349 Implementation of a medication reconciliation service in a primary care clinic

Monday, October 22, 2012
Westin Diplomat Resort
Ashley N. Chasse, Pharm., D., Candidate, 2013 and Becky L. Armor, Pharm.D., CDE
University of Oklahoma College of Pharmacy, Oklahoma City, OK
Abstract Title: Implementation of a Medication Reconciliation Service in a Primary Care Clinic Authors: Ashley Chasse, Pharm.D. Candidate 2013, Becky L. Armor, Pharm.D., CDE, BCACP

Purpose: To evaluate the potential role of pharmacists and student pharmacists in conducting medication reconciliation services in a primary care clinic. The requirement for health systems to conduct medication reconciliation provides both an educational and service opportunity for pharmacists. This service is part of an existing learning experience for students and residents designed to improve patient interview skills, identify medication discrepancies, identify and resolve drug related problems.

Methods: Clinic staff identified recently discharged patients and contacted them to participate in a onetime medication reconciliation visit with a pharmacist. Patients were scheduled prior to the hospital follow-up visit with the physician. Medication discrepancies and recommendations for resolving drug related problems were communicated with the physician.

Results: Thirty seven patients were seen between September 2011 and May 2012. Interventions were categorized into twelve actions that could be performed to prevent adverse drug events and unwanted outcomes. The most common interventions were non adherence/underuse (8), order lab (10) and identifying untreated medical problems (8). The most common actions taken were to discontinue a prescription (8), new prescription (6), order tests (8) and education (12). The types of lab tests that were ordered included blood pressure, blood glucose, thyroid levels, potassium and CBC.

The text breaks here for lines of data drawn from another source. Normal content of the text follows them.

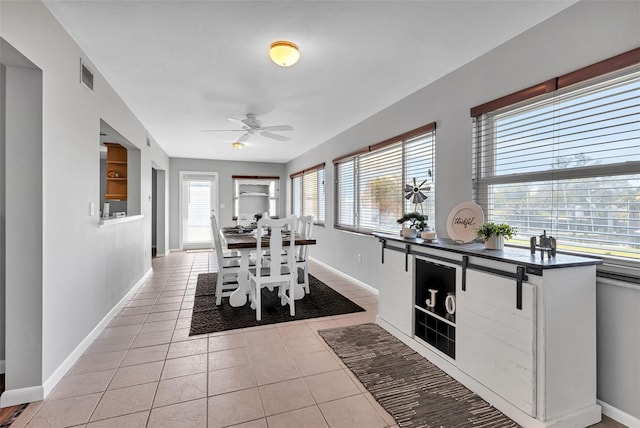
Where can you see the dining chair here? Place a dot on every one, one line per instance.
(245, 219)
(222, 245)
(228, 267)
(281, 275)
(305, 228)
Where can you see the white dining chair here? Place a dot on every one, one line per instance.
(245, 219)
(281, 275)
(221, 246)
(228, 267)
(305, 228)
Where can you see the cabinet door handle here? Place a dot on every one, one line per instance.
(519, 279)
(465, 264)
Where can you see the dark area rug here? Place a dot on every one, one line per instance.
(411, 388)
(322, 301)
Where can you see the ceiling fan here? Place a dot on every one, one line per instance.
(251, 125)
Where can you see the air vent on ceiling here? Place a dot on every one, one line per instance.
(86, 76)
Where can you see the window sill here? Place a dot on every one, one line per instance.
(114, 221)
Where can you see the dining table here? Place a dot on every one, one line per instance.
(245, 241)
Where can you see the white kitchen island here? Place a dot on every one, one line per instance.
(523, 334)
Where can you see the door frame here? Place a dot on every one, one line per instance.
(187, 174)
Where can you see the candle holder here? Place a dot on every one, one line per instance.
(546, 244)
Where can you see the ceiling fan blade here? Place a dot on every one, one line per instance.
(244, 137)
(278, 128)
(238, 122)
(274, 136)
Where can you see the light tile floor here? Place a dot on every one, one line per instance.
(144, 370)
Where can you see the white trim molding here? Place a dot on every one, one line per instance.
(619, 416)
(344, 275)
(66, 365)
(13, 397)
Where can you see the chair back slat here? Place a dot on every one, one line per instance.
(217, 242)
(275, 239)
(305, 228)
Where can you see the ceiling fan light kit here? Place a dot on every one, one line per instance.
(284, 53)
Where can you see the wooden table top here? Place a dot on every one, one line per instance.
(236, 241)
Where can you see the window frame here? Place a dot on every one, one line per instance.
(563, 87)
(403, 140)
(319, 217)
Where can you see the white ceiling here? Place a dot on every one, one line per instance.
(185, 66)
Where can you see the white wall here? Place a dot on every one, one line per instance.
(23, 234)
(2, 215)
(85, 269)
(586, 32)
(225, 170)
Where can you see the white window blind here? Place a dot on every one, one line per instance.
(567, 162)
(308, 193)
(370, 194)
(345, 196)
(296, 195)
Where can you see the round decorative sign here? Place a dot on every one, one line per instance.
(463, 221)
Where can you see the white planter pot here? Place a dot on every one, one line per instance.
(407, 232)
(428, 235)
(494, 242)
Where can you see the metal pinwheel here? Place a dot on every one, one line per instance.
(416, 193)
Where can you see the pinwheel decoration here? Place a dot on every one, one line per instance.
(416, 193)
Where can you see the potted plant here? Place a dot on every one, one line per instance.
(412, 223)
(494, 234)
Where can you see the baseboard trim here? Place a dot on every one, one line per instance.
(344, 275)
(618, 415)
(13, 397)
(66, 365)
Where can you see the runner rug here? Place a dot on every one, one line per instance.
(411, 388)
(322, 301)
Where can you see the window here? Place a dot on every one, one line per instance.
(308, 193)
(370, 184)
(567, 162)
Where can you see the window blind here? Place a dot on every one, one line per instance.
(567, 162)
(345, 195)
(370, 194)
(296, 195)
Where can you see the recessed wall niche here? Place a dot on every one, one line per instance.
(119, 174)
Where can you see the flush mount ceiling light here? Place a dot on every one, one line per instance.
(284, 53)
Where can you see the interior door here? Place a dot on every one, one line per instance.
(199, 194)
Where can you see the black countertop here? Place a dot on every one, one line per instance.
(519, 256)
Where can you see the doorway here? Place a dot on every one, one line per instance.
(198, 201)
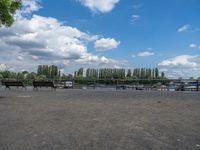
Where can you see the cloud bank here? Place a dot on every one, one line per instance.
(99, 6)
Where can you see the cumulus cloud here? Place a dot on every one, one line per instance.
(145, 54)
(135, 18)
(195, 46)
(184, 28)
(185, 66)
(3, 67)
(37, 40)
(137, 6)
(30, 6)
(105, 44)
(102, 6)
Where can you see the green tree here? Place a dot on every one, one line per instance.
(7, 11)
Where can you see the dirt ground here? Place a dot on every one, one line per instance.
(99, 120)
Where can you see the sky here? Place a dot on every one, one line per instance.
(107, 33)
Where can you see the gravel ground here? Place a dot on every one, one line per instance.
(99, 120)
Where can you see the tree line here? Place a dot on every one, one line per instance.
(44, 73)
(112, 73)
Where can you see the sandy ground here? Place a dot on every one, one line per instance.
(99, 120)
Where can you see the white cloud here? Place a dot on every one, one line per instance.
(184, 28)
(193, 46)
(19, 58)
(3, 67)
(37, 40)
(137, 6)
(105, 44)
(185, 66)
(135, 18)
(103, 6)
(30, 6)
(145, 54)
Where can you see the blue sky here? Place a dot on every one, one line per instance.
(113, 33)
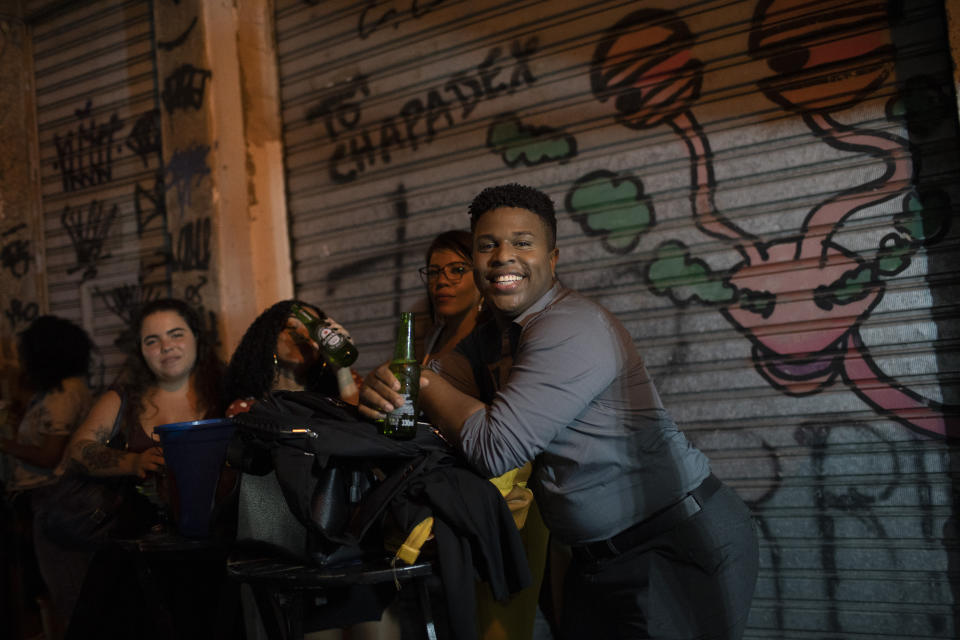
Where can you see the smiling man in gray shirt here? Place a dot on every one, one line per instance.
(661, 548)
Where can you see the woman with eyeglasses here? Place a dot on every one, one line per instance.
(453, 297)
(456, 307)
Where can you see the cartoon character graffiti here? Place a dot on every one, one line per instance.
(800, 301)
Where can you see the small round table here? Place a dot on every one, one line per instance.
(279, 585)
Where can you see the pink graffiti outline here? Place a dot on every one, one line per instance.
(805, 363)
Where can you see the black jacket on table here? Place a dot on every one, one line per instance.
(474, 530)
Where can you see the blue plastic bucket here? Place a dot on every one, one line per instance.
(194, 453)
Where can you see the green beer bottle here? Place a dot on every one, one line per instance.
(401, 423)
(336, 347)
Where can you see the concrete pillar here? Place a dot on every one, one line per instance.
(226, 211)
(22, 283)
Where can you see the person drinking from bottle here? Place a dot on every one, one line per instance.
(278, 352)
(661, 547)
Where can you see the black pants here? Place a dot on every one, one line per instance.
(695, 581)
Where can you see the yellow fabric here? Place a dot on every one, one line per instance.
(514, 619)
(409, 551)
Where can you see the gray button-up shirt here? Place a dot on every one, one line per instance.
(577, 399)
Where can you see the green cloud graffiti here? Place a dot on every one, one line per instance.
(612, 207)
(530, 145)
(675, 273)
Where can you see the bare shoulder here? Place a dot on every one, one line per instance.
(103, 414)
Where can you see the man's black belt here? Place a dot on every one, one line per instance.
(658, 523)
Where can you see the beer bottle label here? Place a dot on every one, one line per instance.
(330, 337)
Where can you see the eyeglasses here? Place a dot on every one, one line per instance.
(453, 271)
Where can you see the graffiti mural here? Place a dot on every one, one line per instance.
(85, 154)
(646, 71)
(15, 251)
(419, 119)
(88, 227)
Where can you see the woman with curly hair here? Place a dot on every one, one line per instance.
(172, 375)
(55, 356)
(277, 352)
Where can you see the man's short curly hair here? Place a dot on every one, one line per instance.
(519, 196)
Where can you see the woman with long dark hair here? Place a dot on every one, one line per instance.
(172, 374)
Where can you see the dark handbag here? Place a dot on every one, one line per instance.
(83, 512)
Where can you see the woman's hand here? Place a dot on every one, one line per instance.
(147, 461)
(379, 393)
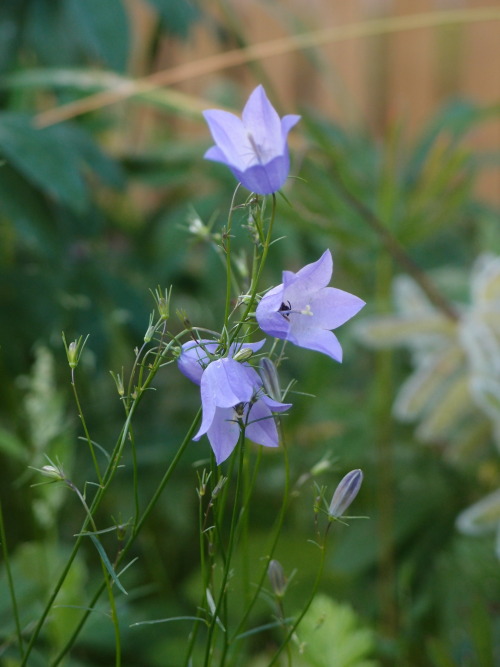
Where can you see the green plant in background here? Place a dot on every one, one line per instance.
(89, 220)
(238, 405)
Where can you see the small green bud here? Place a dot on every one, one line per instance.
(150, 331)
(74, 350)
(243, 354)
(277, 578)
(53, 472)
(345, 493)
(162, 300)
(119, 382)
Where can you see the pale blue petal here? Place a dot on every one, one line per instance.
(287, 122)
(230, 137)
(264, 179)
(311, 278)
(275, 406)
(194, 359)
(223, 434)
(261, 427)
(332, 307)
(262, 121)
(317, 339)
(269, 319)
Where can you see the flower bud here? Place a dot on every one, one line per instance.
(74, 350)
(150, 330)
(277, 578)
(243, 354)
(345, 493)
(53, 472)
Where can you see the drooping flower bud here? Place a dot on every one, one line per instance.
(345, 493)
(243, 354)
(74, 350)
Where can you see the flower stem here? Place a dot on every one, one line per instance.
(397, 251)
(284, 645)
(10, 582)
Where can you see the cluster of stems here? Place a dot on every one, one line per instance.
(225, 499)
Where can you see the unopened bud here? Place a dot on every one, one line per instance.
(243, 354)
(345, 493)
(277, 578)
(52, 471)
(150, 330)
(74, 350)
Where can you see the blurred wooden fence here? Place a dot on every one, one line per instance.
(373, 76)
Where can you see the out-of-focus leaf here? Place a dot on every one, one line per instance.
(89, 81)
(102, 29)
(24, 210)
(43, 158)
(55, 158)
(177, 16)
(11, 446)
(482, 517)
(331, 636)
(10, 30)
(46, 32)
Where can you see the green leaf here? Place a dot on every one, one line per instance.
(44, 158)
(102, 29)
(11, 446)
(177, 16)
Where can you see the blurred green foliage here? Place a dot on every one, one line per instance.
(89, 224)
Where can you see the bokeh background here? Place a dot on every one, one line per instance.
(101, 176)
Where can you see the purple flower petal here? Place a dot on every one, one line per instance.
(223, 434)
(224, 384)
(254, 148)
(261, 427)
(303, 309)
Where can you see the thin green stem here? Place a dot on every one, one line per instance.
(272, 548)
(227, 568)
(227, 249)
(397, 251)
(85, 429)
(258, 267)
(10, 581)
(154, 499)
(304, 611)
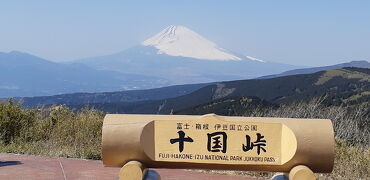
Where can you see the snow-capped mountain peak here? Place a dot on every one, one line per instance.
(254, 59)
(181, 41)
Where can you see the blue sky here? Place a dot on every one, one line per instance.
(293, 32)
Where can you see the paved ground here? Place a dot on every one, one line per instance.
(16, 167)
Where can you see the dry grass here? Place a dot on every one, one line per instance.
(55, 131)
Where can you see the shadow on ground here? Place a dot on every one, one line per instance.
(9, 163)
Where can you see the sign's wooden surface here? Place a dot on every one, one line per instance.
(218, 142)
(210, 140)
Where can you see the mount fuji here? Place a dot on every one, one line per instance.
(182, 56)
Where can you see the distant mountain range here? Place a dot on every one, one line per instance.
(22, 74)
(360, 64)
(182, 56)
(348, 85)
(175, 56)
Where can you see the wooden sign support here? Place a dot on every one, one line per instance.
(298, 146)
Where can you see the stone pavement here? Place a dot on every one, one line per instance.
(25, 167)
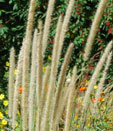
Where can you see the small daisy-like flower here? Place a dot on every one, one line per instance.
(93, 100)
(1, 115)
(100, 99)
(5, 103)
(20, 90)
(47, 87)
(95, 87)
(2, 96)
(15, 72)
(77, 126)
(111, 125)
(7, 63)
(6, 112)
(49, 57)
(82, 88)
(44, 68)
(4, 122)
(87, 83)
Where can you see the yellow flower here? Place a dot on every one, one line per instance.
(7, 63)
(5, 103)
(4, 122)
(1, 115)
(95, 87)
(77, 126)
(75, 118)
(18, 112)
(49, 57)
(87, 83)
(44, 68)
(88, 124)
(15, 72)
(2, 96)
(6, 112)
(16, 124)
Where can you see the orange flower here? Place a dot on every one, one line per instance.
(111, 124)
(100, 99)
(20, 90)
(82, 88)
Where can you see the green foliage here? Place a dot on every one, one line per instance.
(13, 23)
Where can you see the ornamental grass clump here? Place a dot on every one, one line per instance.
(50, 100)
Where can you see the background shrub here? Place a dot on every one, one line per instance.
(13, 23)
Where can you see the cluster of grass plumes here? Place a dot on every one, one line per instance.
(46, 103)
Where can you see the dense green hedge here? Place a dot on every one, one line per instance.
(13, 14)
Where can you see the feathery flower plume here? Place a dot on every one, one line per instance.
(27, 43)
(39, 74)
(94, 28)
(102, 80)
(95, 75)
(65, 24)
(61, 82)
(44, 86)
(47, 23)
(32, 81)
(70, 100)
(11, 81)
(17, 85)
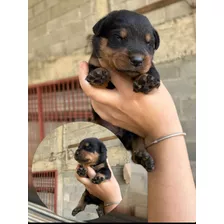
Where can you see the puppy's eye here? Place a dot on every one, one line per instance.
(118, 37)
(149, 44)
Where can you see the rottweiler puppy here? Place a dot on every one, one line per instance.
(92, 152)
(125, 41)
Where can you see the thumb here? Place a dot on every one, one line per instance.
(90, 172)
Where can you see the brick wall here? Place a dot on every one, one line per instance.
(69, 189)
(58, 40)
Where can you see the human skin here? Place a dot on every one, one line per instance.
(171, 189)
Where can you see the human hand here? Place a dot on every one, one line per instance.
(108, 191)
(148, 115)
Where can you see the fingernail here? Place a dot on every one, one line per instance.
(82, 64)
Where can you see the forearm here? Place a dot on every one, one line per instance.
(171, 189)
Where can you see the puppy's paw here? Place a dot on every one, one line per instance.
(99, 178)
(81, 171)
(76, 210)
(99, 77)
(145, 159)
(145, 83)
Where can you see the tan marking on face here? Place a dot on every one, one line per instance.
(100, 175)
(91, 156)
(98, 167)
(147, 37)
(119, 60)
(123, 33)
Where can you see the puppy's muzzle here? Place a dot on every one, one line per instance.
(136, 60)
(79, 156)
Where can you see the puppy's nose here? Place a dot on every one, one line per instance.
(77, 153)
(136, 60)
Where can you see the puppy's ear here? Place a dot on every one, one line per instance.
(103, 148)
(99, 25)
(157, 39)
(97, 28)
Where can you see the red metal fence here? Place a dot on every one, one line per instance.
(50, 105)
(45, 183)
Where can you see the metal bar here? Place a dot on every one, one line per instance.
(53, 82)
(55, 190)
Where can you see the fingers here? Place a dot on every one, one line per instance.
(98, 94)
(90, 172)
(86, 180)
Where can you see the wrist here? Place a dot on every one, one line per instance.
(109, 206)
(163, 129)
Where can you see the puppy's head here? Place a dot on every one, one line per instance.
(125, 41)
(91, 151)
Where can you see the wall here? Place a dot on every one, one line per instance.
(58, 32)
(58, 40)
(69, 190)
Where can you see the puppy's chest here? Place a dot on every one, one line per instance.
(98, 167)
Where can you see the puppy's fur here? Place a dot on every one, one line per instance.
(125, 41)
(92, 152)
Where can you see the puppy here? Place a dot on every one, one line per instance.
(92, 152)
(125, 41)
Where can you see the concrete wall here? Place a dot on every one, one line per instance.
(58, 40)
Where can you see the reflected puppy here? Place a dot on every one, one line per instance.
(92, 152)
(125, 41)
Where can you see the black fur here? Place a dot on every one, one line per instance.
(92, 145)
(136, 26)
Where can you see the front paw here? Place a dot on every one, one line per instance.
(98, 77)
(76, 210)
(81, 171)
(145, 83)
(99, 178)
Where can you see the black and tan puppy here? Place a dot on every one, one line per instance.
(92, 152)
(125, 41)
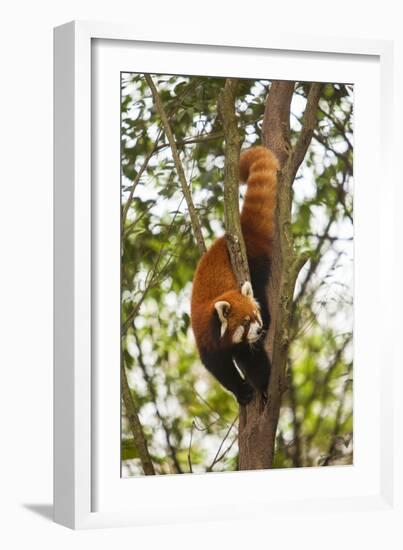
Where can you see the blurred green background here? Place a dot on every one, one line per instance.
(189, 421)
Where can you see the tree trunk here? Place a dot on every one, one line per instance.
(258, 420)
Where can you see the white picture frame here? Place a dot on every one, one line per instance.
(85, 495)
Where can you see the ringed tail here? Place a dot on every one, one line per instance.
(258, 169)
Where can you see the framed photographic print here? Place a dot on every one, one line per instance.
(219, 242)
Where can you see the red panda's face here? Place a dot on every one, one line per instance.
(239, 316)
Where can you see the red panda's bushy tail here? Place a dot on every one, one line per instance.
(258, 168)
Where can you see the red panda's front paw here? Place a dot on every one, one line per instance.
(245, 393)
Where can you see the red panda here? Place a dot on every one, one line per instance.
(229, 323)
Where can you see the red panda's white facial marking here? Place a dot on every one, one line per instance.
(222, 307)
(238, 335)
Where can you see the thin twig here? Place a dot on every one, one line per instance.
(179, 167)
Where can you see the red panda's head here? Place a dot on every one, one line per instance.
(239, 316)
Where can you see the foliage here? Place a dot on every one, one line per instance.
(189, 421)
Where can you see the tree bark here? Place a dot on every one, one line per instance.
(258, 421)
(233, 233)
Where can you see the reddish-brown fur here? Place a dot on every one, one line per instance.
(214, 279)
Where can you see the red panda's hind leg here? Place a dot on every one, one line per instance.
(255, 363)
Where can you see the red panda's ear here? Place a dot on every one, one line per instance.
(247, 289)
(222, 308)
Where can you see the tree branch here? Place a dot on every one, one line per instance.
(135, 425)
(233, 233)
(305, 136)
(179, 167)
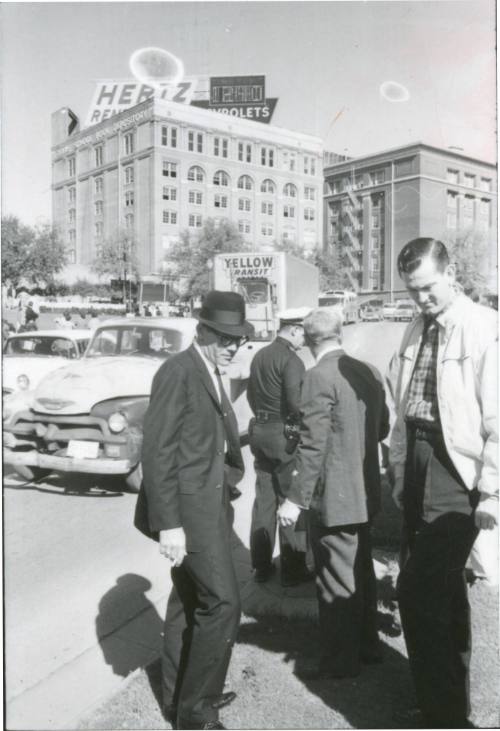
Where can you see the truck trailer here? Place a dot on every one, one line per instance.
(269, 283)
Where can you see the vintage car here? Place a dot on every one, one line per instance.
(88, 417)
(389, 310)
(405, 311)
(29, 356)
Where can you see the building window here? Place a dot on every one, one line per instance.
(170, 217)
(194, 220)
(195, 173)
(403, 167)
(169, 194)
(267, 156)
(98, 155)
(195, 197)
(377, 176)
(221, 146)
(169, 169)
(168, 136)
(245, 182)
(244, 204)
(309, 165)
(195, 141)
(267, 186)
(244, 227)
(220, 201)
(128, 141)
(129, 175)
(244, 152)
(221, 178)
(290, 190)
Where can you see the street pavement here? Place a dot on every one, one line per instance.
(84, 591)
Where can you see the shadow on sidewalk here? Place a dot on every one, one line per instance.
(128, 626)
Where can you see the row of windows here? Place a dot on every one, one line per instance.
(245, 152)
(196, 143)
(469, 180)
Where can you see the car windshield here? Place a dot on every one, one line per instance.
(46, 345)
(135, 340)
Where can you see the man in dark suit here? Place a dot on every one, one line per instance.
(191, 457)
(337, 477)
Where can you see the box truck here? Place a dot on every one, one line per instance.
(269, 283)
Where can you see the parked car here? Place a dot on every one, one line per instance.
(405, 311)
(371, 312)
(389, 310)
(88, 417)
(29, 356)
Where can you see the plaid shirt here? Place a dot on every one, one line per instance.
(422, 404)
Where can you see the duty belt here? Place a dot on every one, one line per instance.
(264, 417)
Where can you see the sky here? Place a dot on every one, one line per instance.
(324, 61)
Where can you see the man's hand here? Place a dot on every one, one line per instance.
(288, 513)
(173, 545)
(484, 521)
(397, 491)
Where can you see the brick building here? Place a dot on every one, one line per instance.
(374, 204)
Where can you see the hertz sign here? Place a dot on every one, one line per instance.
(239, 96)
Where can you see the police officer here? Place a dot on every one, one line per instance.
(274, 395)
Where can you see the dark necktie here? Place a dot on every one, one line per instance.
(230, 424)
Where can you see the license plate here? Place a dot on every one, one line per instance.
(82, 450)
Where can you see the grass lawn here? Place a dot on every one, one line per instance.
(272, 653)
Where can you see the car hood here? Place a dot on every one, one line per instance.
(33, 366)
(78, 387)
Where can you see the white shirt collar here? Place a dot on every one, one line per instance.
(328, 349)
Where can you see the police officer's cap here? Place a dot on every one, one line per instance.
(294, 315)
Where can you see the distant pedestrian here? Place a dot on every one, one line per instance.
(337, 480)
(444, 460)
(273, 393)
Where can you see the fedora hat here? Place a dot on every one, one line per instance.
(224, 312)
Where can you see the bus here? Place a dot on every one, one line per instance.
(344, 299)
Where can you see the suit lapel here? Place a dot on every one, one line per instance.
(205, 376)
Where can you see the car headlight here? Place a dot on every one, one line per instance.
(117, 422)
(23, 382)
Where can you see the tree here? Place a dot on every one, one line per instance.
(468, 252)
(191, 254)
(117, 257)
(32, 254)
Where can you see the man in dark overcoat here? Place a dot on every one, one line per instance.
(191, 457)
(337, 478)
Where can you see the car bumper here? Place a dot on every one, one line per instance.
(97, 466)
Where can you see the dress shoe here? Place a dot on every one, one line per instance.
(262, 575)
(200, 725)
(224, 699)
(301, 577)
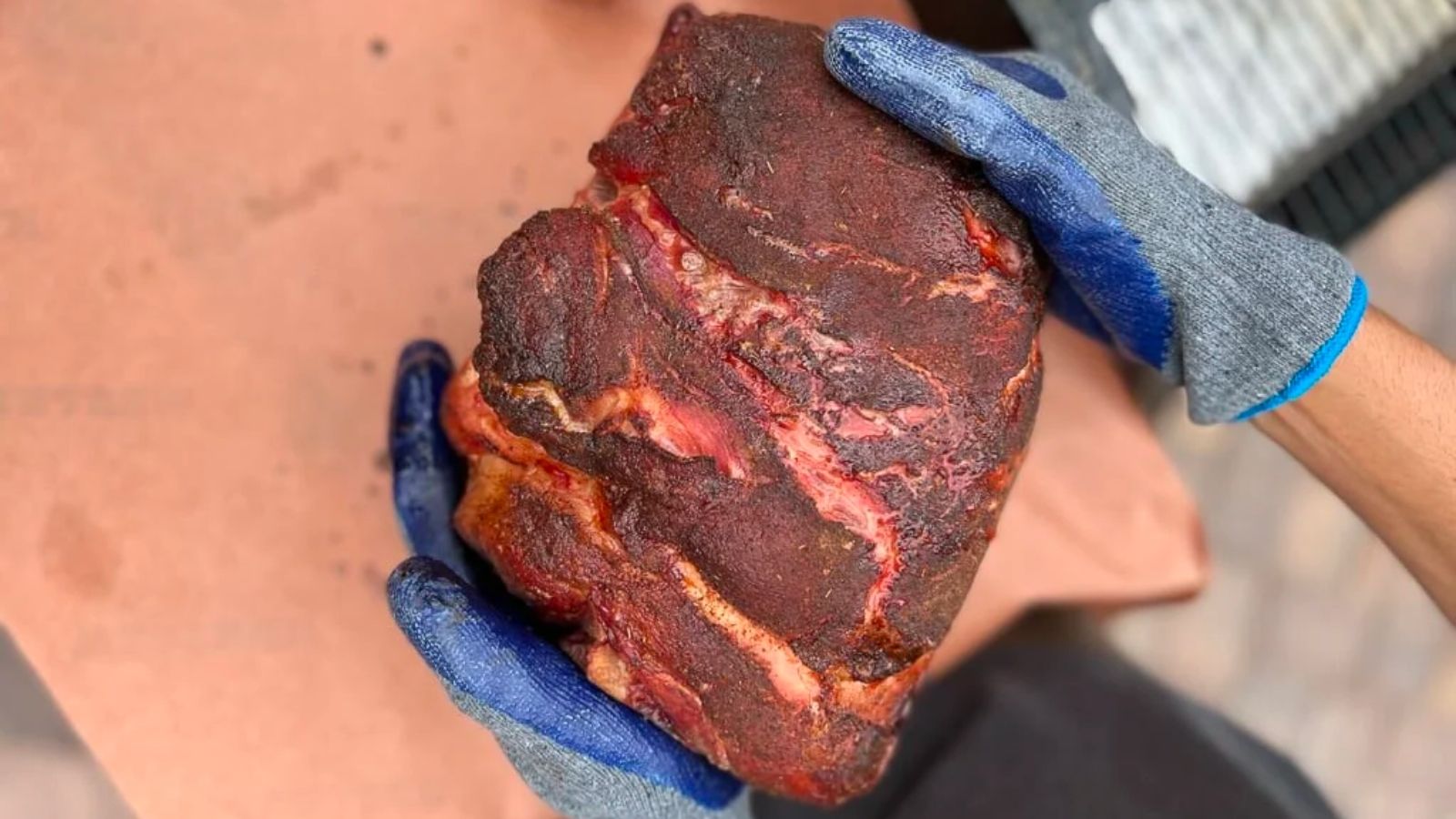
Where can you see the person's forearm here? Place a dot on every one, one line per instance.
(1380, 431)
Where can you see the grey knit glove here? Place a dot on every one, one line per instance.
(1245, 314)
(586, 753)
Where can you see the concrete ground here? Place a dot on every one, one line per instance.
(1309, 632)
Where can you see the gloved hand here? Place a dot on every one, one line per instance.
(581, 751)
(1247, 315)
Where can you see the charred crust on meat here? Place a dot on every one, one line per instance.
(746, 414)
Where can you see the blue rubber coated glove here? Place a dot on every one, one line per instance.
(581, 751)
(1245, 314)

Conclusions: Primary care based pharmacists and student pharmacists can identify and resolve drug related problems during the transition between hospital and home. At least one intervention was detected for each patient. Having access to medical records in outpatient and hospital databases and having the drug knowledge necessary to address interventions allowed us to evaluate the drug therapy needs of patients in this transition. Future plans include tracking outcomes of the service, particularly for reduced readmission rates.